To assess the potential for our isolates to cause disease in chickens we looked for genomes containing ≥4 of the virulence-associated genes iutA, hlyF, iss, iroN and ompT. This panel has been proposed to identify APEC more accurately than classical serotyping methods (Johnson et al., 2008). Within our isolates, Surrey013, Surrey017 and Surrey034 carried all five genes, while Surrey010 and Surrey050 carried all except iutA. However, genes are more strongly correlated with pathogenicity if they are carried on a plasmid rather than the chromosome (Johnson et al., 2008). Both Surrey013 and Surrey034 had plasmid-encoded copies of four of the genes, qualifying them as APEC. Surrey017 and Surrey050 carried four plasmid-encoded virulence-associated genes each, but not all were from the panel of five genes so are not counted as APEC under these criteria (Table S6). A further 16 strains carried one or two virulence-associated genes on plasmids.

An alternative diagnostic strategy defines APEC by categorization into any of four associations of virulence (Schouler et al., 2012). By these criteria 5/81 strains are categorized as APEC: Surrey034 (iutA+, P(F11)−, frz_orf4+), Surrey001, Surrey002, Surrey014 and Surrey015 (iutA−, sitA+, aec26+). Surrey013 and Surrey017 might additionally be considered marginal as they were only discounted due to their predicted O8 serotype, rather than O78. Therefore, the two diagnostic measures combined indicate that 6/81 strains are APEC and 3/81 have increased virulence potential but fall short of the cut-off. Overall, only a minority of our isolates are likely to be APEC according to their complement of genetic virulence determinants.

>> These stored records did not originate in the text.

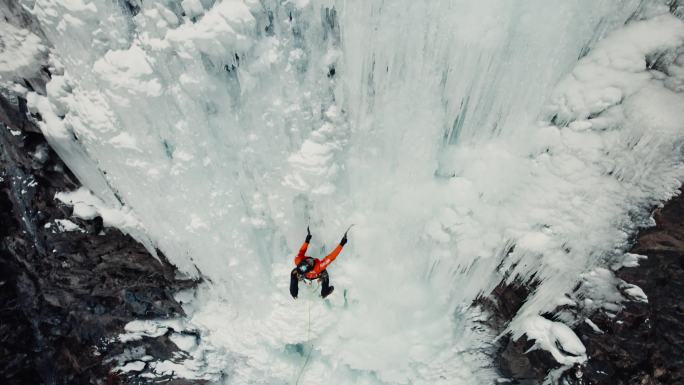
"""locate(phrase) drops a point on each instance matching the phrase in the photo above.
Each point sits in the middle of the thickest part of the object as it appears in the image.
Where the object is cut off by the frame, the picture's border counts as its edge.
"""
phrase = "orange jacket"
(319, 265)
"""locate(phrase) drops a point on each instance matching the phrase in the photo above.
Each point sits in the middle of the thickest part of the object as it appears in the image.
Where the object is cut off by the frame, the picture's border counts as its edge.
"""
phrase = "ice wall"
(228, 126)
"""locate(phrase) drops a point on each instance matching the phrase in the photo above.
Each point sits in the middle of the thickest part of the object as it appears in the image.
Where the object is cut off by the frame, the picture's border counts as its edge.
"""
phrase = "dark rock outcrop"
(644, 344)
(65, 296)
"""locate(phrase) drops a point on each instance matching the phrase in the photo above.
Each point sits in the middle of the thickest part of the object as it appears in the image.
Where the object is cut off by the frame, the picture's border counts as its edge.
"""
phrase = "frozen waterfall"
(470, 142)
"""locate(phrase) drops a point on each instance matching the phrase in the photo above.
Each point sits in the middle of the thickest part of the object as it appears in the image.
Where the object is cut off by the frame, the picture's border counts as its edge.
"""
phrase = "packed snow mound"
(556, 338)
(436, 127)
(21, 52)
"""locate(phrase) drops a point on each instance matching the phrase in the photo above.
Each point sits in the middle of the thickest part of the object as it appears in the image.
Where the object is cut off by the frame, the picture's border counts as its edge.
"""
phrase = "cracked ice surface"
(435, 127)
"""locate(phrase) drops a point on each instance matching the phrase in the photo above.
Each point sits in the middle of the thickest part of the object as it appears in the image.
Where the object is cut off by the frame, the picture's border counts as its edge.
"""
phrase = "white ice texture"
(465, 139)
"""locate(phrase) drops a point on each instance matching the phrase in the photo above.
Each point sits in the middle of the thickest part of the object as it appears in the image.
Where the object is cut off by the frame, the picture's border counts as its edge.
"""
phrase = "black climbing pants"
(325, 283)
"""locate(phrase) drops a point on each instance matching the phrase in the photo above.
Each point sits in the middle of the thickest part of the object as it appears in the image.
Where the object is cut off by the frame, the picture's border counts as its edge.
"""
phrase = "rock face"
(644, 344)
(641, 345)
(66, 295)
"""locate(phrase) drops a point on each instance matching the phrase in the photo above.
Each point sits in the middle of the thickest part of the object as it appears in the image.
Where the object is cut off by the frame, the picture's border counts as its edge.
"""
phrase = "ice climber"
(313, 268)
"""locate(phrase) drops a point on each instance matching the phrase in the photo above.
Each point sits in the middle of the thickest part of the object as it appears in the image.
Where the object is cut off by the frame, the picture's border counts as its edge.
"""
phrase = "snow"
(635, 292)
(135, 366)
(465, 140)
(21, 52)
(88, 206)
(556, 338)
(66, 225)
(593, 326)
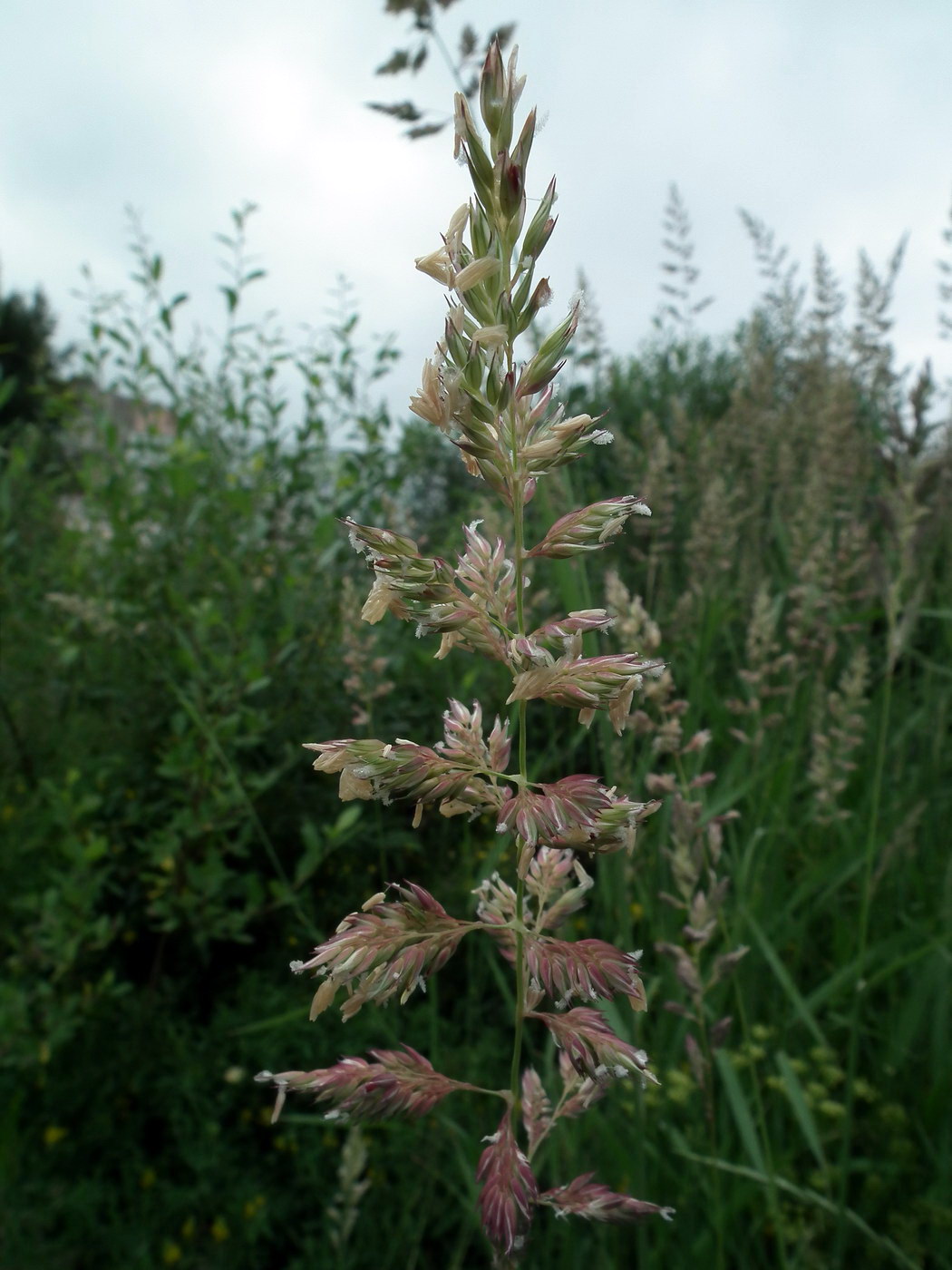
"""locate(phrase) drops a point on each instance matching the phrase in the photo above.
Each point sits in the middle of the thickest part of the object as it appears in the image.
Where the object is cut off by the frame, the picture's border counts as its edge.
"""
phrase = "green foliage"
(175, 620)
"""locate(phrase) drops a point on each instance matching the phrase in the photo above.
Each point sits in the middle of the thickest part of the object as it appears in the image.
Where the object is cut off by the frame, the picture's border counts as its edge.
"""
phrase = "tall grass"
(175, 606)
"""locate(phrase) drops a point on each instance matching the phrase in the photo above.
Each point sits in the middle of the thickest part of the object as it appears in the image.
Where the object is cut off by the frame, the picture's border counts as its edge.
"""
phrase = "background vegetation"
(180, 613)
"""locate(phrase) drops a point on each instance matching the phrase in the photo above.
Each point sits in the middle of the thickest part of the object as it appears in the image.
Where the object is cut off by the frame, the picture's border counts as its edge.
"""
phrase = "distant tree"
(463, 67)
(27, 357)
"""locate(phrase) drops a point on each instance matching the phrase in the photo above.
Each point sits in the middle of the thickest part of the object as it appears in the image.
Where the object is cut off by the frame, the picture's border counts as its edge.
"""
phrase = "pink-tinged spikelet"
(510, 1190)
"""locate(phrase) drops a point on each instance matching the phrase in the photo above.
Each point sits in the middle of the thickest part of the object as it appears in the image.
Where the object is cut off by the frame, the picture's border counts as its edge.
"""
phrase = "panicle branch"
(395, 1082)
(389, 949)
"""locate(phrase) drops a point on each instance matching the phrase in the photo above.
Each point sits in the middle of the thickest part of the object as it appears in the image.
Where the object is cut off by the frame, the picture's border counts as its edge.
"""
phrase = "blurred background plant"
(175, 593)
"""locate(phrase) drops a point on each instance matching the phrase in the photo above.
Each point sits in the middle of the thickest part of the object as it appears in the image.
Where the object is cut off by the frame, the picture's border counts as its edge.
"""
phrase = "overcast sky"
(829, 120)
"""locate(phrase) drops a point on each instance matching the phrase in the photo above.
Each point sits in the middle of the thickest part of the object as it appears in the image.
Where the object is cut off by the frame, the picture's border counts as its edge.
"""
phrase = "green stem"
(520, 552)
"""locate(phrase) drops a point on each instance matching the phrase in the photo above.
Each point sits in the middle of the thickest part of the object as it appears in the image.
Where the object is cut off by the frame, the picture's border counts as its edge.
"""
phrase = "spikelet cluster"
(500, 415)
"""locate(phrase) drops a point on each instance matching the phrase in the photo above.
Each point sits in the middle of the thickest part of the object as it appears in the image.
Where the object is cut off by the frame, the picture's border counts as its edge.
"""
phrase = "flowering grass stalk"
(498, 412)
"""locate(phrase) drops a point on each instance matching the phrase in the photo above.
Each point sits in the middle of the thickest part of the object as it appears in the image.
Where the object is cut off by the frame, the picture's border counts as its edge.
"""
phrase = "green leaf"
(740, 1109)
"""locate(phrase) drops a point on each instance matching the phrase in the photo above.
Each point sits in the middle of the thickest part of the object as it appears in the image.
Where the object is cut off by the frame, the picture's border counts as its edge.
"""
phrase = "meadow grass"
(178, 609)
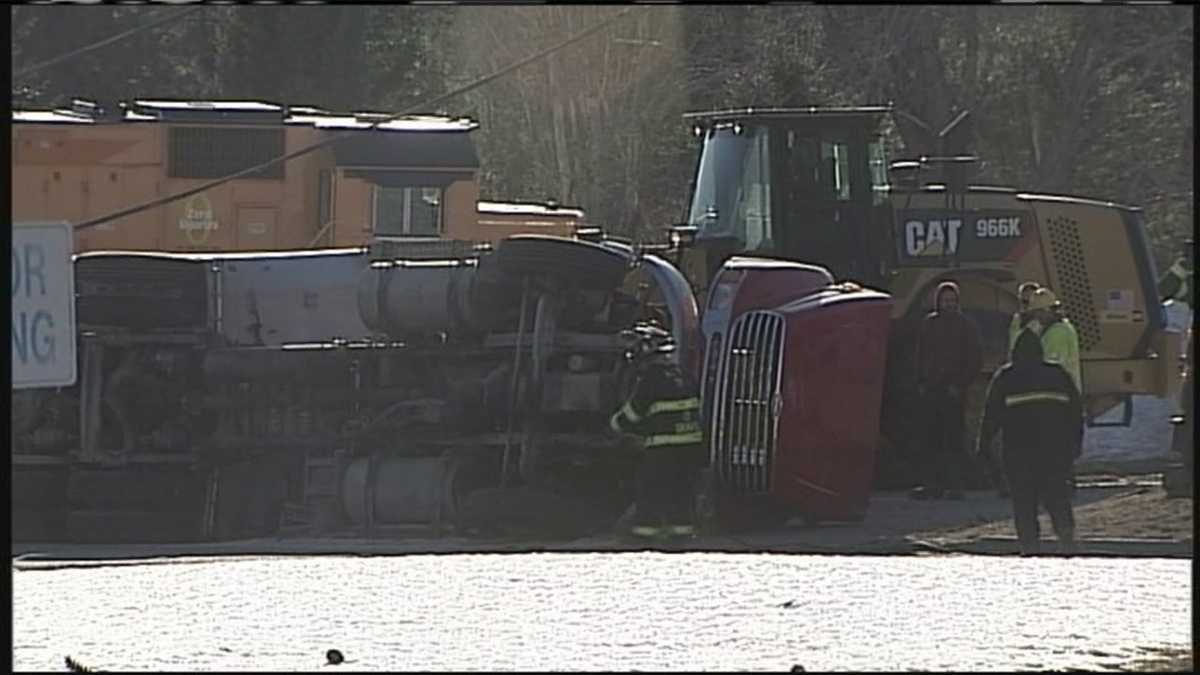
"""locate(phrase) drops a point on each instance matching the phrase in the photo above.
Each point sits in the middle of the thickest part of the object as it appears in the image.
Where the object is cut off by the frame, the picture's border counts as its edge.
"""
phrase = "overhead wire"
(169, 16)
(342, 136)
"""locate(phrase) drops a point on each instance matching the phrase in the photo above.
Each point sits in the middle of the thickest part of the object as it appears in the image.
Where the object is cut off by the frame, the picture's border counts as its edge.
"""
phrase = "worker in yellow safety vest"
(1021, 317)
(1176, 284)
(1060, 341)
(664, 413)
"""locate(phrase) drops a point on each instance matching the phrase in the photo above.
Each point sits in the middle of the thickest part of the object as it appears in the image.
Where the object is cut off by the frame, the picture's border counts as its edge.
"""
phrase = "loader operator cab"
(797, 184)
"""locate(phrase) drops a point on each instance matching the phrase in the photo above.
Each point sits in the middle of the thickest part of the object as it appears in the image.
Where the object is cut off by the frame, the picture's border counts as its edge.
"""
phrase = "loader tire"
(579, 262)
(133, 488)
(133, 526)
(35, 526)
(39, 488)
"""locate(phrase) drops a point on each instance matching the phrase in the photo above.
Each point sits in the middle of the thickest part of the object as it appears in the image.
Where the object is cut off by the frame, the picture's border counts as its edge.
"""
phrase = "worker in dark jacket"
(948, 359)
(1041, 413)
(664, 412)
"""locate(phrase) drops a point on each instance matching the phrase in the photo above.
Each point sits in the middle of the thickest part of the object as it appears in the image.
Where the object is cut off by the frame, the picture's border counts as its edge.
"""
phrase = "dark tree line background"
(1090, 101)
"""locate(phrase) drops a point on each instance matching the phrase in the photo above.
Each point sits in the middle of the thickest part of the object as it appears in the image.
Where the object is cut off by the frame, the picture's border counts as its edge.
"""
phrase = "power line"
(169, 16)
(305, 150)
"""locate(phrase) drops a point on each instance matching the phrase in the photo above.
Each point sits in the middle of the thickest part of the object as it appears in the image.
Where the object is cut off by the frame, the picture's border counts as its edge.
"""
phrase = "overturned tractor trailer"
(227, 395)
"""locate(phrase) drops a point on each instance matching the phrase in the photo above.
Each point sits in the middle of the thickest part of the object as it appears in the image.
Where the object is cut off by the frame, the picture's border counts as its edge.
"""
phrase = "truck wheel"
(133, 488)
(580, 262)
(40, 487)
(133, 526)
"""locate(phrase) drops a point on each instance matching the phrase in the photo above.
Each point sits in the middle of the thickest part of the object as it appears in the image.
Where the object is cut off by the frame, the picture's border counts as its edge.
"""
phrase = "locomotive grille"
(142, 293)
(744, 419)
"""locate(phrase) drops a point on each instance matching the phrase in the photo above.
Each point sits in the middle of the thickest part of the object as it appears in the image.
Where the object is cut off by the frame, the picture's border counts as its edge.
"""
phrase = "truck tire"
(133, 526)
(580, 262)
(147, 488)
(39, 487)
(30, 525)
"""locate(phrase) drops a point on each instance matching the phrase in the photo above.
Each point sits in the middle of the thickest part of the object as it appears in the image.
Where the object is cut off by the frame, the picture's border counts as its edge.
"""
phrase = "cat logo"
(933, 238)
(198, 220)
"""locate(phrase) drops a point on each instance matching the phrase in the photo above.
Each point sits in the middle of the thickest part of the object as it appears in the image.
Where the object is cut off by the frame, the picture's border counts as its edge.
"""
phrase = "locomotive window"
(879, 161)
(407, 210)
(325, 196)
(202, 151)
(834, 169)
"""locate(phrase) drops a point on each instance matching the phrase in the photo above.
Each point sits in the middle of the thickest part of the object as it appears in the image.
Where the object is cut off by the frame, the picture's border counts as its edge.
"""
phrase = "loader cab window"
(732, 196)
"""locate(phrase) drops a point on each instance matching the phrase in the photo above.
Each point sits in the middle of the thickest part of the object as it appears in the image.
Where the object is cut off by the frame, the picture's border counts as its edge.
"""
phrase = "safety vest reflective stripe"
(1185, 276)
(629, 412)
(1060, 346)
(1035, 396)
(681, 405)
(675, 438)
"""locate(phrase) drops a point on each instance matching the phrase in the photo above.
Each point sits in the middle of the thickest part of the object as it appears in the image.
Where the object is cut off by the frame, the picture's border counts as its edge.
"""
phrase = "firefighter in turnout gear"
(664, 412)
(1023, 317)
(1060, 341)
(1041, 413)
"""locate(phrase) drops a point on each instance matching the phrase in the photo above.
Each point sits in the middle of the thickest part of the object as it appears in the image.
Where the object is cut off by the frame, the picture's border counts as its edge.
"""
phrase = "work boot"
(681, 531)
(1067, 543)
(646, 531)
(922, 493)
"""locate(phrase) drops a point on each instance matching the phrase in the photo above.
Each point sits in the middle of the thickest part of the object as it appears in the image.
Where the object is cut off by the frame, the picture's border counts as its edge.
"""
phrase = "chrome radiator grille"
(745, 404)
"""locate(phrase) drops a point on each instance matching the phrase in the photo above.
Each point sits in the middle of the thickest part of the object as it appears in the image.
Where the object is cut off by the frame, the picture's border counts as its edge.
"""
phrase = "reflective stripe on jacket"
(663, 410)
(1060, 345)
(1039, 411)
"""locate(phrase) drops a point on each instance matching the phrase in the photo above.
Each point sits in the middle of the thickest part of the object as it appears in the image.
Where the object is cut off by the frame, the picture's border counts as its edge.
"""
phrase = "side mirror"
(683, 234)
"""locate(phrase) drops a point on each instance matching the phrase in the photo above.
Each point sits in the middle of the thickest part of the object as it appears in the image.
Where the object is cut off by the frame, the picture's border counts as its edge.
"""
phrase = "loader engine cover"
(793, 386)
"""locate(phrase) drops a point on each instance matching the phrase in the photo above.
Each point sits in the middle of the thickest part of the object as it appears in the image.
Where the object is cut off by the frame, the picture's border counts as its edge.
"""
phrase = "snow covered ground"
(1150, 432)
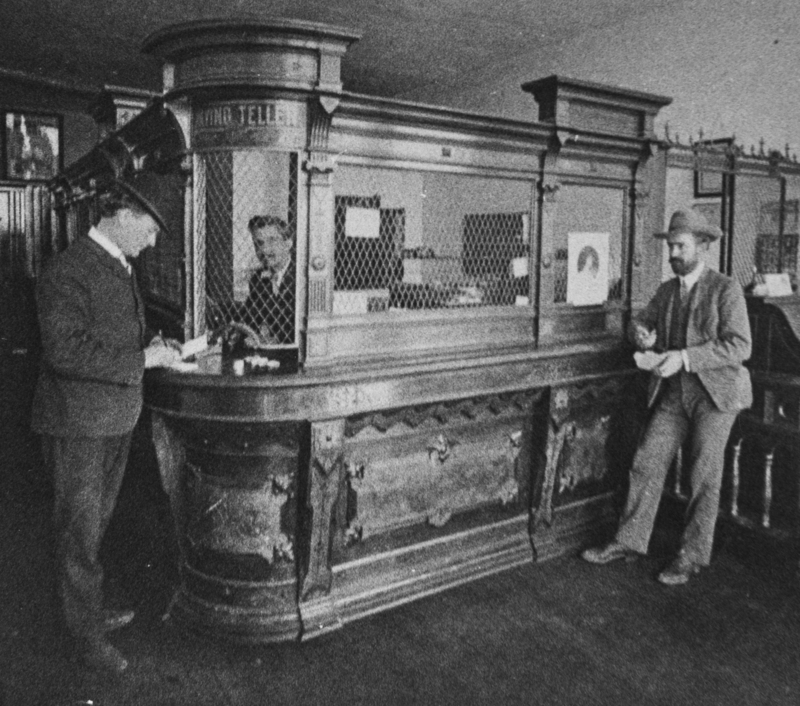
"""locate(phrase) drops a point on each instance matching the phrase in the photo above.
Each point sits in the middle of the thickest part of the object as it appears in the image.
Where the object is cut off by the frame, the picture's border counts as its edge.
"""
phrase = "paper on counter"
(184, 367)
(195, 346)
(519, 267)
(648, 360)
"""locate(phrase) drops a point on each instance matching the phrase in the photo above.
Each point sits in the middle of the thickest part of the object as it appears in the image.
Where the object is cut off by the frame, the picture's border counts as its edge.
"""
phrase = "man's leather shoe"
(115, 619)
(101, 655)
(610, 552)
(679, 571)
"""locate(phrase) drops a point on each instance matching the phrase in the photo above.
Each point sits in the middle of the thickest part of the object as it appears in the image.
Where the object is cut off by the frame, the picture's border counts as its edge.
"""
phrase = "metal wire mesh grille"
(233, 188)
(419, 240)
(756, 227)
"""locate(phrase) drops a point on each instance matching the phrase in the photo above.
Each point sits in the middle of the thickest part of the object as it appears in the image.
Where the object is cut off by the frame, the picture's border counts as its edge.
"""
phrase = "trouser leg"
(711, 429)
(87, 474)
(665, 434)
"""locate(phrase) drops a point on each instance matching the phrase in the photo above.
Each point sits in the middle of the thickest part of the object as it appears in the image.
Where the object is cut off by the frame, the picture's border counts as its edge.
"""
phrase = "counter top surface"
(215, 392)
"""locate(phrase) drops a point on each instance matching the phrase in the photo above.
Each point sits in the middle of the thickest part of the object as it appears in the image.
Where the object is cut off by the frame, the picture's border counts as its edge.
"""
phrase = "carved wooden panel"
(423, 465)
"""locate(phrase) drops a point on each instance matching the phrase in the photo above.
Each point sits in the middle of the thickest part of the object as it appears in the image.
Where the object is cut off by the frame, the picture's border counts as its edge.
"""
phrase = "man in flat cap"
(698, 335)
(88, 399)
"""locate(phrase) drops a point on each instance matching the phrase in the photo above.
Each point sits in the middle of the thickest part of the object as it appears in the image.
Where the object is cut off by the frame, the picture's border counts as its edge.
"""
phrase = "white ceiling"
(409, 48)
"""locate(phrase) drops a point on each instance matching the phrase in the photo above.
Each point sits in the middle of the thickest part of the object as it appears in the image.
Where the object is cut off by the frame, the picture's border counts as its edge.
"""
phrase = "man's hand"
(160, 355)
(672, 364)
(644, 339)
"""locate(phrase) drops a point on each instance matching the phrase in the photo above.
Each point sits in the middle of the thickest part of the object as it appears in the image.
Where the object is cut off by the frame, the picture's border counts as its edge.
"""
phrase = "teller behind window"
(270, 305)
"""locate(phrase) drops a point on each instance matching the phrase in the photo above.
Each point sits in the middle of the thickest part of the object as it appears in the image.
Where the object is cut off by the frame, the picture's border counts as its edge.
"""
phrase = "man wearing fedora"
(88, 399)
(697, 328)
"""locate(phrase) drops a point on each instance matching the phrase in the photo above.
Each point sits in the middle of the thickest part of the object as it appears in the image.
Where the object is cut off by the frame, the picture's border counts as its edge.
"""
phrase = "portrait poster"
(587, 268)
(32, 146)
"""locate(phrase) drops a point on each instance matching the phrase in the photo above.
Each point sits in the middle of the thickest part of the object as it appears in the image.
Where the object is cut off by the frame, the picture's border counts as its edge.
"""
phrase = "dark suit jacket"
(277, 311)
(718, 337)
(91, 318)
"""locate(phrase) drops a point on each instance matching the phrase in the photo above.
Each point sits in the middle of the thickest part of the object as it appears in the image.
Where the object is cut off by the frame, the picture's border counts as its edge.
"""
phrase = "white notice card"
(587, 272)
(362, 222)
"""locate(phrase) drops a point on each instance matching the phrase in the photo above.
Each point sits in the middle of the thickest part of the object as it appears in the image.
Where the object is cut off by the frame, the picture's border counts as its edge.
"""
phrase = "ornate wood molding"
(326, 475)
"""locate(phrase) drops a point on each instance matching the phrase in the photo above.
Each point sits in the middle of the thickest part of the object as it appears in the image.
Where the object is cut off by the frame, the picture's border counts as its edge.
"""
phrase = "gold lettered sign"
(274, 123)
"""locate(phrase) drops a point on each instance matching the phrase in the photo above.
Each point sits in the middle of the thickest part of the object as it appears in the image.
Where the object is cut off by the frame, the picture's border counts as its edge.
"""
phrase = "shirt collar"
(278, 275)
(691, 279)
(104, 242)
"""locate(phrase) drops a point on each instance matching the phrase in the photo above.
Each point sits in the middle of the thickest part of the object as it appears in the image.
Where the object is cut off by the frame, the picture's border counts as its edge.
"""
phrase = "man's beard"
(679, 267)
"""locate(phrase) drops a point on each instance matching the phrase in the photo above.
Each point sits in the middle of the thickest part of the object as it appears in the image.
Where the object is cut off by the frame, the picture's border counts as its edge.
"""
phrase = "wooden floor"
(561, 632)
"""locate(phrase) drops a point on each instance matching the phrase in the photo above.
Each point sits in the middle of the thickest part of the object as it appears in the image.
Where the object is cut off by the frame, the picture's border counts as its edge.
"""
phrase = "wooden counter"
(306, 500)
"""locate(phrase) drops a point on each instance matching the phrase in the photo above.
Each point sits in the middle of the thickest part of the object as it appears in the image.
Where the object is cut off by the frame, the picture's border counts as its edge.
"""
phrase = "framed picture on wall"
(32, 145)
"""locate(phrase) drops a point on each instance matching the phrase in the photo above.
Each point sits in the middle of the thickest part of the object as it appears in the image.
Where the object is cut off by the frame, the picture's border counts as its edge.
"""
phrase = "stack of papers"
(648, 360)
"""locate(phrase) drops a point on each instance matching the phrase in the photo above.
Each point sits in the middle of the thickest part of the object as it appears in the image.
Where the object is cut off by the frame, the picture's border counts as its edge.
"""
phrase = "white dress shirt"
(110, 247)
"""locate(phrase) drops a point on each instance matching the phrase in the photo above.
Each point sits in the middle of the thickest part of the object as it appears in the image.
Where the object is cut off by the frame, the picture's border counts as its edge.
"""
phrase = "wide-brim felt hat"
(136, 194)
(690, 221)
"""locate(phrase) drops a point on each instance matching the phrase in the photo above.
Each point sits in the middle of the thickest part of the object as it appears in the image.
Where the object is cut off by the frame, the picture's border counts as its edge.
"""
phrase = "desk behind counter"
(303, 501)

APEC fall into the wider pathotype of Extraintestinal Pathogenic E. coli (ExPEC), which includes named groups causing disease in humans: Neonatal Meningitis E. coli (NMEC), Sepsis-Associated E. coli (SEPEC) and Uropathogenic E. coli (UPEC) (Sarowska et al., 2019). APEC may be closely related to human ExPEC and may act as a reservoir for ExPEC virulence-associated genes (Cummins et al., 2019). Therefore, to assess the wider pathogenicity potential of our strains, we compiled a panel of 24 virulence-associated genes. These included the APEC-associated genes above and other typical ExPEC virulence-associated genes (Table 4). Sixteen of these genes were present in at least one isolate (Fig. 5). Three isolates (Surrey031, Surrey045 and Surrey062) contained none of the genes and Surrey013 contained the most with 14/24 detected. The modal isolate contained two genes from the panel, and the median contained three genes.

Other commonly identified virulence-associated genes from comparison with the ecoli_VF database (a much larger database covering E. coli in general) included fimA–I, yagV–Z, ompA, entA–F/S, fepA–D/G and fes. Genes associated with the general secretory pathway (gspC–M) (Francetic & Pugsley, 1996) and type III secretion systems 1 and 2 (espL, R, X, Y; eivA, C, E–G, I, J) were also frequently identified (Franzin & Sircili, 2015; Fox et al., 2020). Many of these genes are associated with intestinal E. coli infections. Full predicted virulence-associated gene content of all strains, from comparison with the ecoli_VF database are available in Table S7.

Low carriage of predicted antimicrobial resistance genes

From our comparison with the NCBI AMRFinderPlus database, we predicted low levels of antimicrobial resistance. Among the isolates, 62/81 had no predicted resistance genes (Table S8). However, five isolates carried three predicted resistance genes, one carried two genes, and 13 carried one gene. Fourteen isolates carried a gene for predicted tetracycline resistance, nine carried a predicted aminoglycoside resistance gene, three carried a predicted β-lactamase class bla-TEM gene, two carried a predicted trimethoprim resistance gene, and predicted genes for fosfomycin and sulfonamide resistance were found in a single isolate each (Fig. 5). Every isolate except three carried a single copy of a β-lactamase class blaEC gene (one of blaEC, blaEC₈, blaEC_13, blaEC₁₅, blaEC₁₈ or blaEC₁₉). These genes are frequently detected in genomes of β-lactam-susceptible isolates and therefore were discounted from the analysis. We did not experimentally verify the predicted resistance phenotypes; however, a preliminary screening following colony isolation also revealed low levels of phenotypic resistance to nine antibiotics (Table S1).